The reason they are 40 cards rather than 60 is purely for retail considerations.  Less cards means slimmer packs means more product can be sold on the shelf in the same retail space.  Obviously there are savings on the manufacturing and shipping fronts as well, which also helps keep the price of the product lower.



more product can be sold on the shelf in the same retail space as what? what 60 card magic product are you talking about that is bigger than intro packs?


You're talking about specifically about being about to play the Intro Pack against a few friends, and I'm talking more playing everyone and a good starting point for beginning Magic.  Since people always criticize us more experienced players as not being the target group for this product, I reflected back on my high school days when I started playing Magic with Tempest.  You start tweaking pretty soon, esp. if your friends give you cards.  A 40-card deck is not a good starting point for tweaking.  I gave a specific example about my friend with the 40-card direct damage deck (and yes, it had 4 lightning bolts).



uh, actually a 40 card is a great starting point for tweaking. one of the more notable preferences of the new player is their distaste for removing cards from a deck. giving them a 40 card (once again, KIND OF LIKE A LIMITED DECK) and encouraging them to build it up to a 60 makes a lot of sense to me. i'm not sure why it doesn't make sense to you.

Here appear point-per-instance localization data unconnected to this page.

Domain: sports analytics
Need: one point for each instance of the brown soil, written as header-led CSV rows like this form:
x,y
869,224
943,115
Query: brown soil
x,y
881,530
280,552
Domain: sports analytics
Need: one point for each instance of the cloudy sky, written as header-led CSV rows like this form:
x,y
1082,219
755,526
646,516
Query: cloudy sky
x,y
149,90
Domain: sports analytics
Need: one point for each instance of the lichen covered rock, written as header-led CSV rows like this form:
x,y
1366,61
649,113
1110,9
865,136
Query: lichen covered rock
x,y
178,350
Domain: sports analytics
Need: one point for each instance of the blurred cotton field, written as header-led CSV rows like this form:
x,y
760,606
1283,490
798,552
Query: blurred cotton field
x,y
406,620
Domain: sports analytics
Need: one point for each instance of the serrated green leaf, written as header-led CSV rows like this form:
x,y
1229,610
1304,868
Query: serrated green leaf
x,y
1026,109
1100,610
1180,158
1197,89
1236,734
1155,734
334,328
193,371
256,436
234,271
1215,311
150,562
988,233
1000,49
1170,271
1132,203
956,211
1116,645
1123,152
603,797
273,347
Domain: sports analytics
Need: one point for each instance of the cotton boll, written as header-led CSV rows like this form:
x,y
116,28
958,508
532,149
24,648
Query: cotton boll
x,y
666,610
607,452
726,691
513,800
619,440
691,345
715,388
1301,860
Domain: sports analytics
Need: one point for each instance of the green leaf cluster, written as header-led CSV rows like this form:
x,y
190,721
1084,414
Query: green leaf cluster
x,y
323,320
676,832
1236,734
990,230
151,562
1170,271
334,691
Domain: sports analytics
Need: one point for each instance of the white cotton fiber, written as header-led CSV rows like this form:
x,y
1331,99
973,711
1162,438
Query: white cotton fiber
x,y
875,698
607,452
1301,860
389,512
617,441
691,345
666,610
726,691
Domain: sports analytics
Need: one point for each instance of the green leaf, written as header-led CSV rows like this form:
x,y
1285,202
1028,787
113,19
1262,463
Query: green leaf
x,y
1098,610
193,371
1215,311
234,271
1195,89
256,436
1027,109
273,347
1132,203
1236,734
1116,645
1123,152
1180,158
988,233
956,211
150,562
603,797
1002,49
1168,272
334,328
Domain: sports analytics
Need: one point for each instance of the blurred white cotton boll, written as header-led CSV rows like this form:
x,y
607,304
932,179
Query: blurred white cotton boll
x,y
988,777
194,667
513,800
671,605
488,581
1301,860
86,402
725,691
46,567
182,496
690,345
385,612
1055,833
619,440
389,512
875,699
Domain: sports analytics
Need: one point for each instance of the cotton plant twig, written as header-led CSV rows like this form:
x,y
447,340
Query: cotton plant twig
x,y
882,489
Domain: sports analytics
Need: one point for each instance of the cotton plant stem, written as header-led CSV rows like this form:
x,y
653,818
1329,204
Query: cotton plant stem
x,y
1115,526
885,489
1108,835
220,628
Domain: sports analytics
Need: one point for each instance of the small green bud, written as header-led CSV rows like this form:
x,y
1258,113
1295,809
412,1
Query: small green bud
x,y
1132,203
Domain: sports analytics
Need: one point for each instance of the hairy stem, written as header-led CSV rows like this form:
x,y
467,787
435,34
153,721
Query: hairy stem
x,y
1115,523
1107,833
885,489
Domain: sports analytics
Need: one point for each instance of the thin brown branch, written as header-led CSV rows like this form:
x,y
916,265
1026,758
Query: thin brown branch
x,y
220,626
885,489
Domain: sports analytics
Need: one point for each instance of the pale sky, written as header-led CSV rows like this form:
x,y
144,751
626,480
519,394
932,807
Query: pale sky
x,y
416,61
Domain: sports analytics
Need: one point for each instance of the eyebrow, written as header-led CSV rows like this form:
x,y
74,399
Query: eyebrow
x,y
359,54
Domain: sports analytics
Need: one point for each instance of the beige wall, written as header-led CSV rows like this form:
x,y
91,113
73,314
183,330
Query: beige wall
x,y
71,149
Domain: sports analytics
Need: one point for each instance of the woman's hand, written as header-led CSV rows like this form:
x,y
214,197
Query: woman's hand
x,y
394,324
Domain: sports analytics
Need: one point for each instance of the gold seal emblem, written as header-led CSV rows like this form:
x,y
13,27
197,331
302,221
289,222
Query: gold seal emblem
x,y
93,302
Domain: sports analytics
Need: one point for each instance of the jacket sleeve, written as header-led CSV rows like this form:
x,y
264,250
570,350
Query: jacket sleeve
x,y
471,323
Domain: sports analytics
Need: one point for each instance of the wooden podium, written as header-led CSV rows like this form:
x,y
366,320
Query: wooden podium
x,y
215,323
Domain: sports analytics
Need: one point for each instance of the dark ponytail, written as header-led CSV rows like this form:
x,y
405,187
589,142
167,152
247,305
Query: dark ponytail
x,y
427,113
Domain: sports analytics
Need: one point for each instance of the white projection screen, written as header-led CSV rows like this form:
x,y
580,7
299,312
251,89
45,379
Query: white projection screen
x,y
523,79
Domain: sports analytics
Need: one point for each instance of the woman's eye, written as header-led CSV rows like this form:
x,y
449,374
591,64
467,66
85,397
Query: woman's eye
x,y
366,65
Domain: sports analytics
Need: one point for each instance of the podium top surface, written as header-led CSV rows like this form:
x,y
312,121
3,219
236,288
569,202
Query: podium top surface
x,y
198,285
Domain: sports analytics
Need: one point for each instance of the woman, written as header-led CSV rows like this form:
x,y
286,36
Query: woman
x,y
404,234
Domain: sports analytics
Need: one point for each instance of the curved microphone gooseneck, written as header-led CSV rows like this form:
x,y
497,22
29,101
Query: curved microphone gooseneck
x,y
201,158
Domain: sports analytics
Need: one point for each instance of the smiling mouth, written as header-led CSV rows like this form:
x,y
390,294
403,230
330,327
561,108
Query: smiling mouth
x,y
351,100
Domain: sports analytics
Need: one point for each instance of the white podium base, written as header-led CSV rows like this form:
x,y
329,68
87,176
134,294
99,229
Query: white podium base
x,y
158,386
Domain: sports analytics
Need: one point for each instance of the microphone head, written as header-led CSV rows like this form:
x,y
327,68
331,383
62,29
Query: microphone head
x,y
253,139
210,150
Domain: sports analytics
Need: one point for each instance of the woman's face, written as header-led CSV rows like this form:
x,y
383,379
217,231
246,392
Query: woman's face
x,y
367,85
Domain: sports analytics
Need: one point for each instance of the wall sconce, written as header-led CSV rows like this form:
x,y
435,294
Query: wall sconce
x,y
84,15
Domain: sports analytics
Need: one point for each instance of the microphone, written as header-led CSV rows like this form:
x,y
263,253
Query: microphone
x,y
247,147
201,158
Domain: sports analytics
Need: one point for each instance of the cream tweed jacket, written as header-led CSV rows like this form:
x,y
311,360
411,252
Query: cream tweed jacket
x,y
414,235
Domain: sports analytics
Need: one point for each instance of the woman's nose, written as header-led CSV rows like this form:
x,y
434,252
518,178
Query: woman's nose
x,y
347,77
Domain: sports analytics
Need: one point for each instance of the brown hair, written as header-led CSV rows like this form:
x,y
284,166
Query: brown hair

Did you have a bad experience with this once? 



the bad experience i seem to keep happening is that people are saying a deck is unplayable over and over and i don't see how it's unplayable. and the continuation of this bad experience is people also seem to be ignoring the logic i give for why it's playable. regarding my experiences with 40 card decks in general, i've played 40 vs 60 and 60 vs 40 and it's not a big deal, especially with a new player.

I believe I said my friends would play me, but they would tell advise me that it's better to use a 60-card deck. 



so then the 40 card decks are playable.

Like I said, we even played against 40-card lightning bolt deck.  I also mentioned that for lunch Magic with high school kids, some kids did refuse to play.  But it's not like the right answer was to ignore them and label them as jerks.  We played them on their terms, and then we convinced them otherwise for the sake of the other new players.  It was just a bit of immaturity.



so what you're saying is they were wrong when they refused to play against a 40 card deck. that's odd, that's what i was saying.


Sorry, you lost me here.  I don't understand why I would cut down my 60-card deck to 40.



if the players you were playing against were so upset about the idea of playing against your 40 card deck they could easily cut their 60 card decks down to 40, and likely would strengthen them in the process. rather than, you know, refusing to play.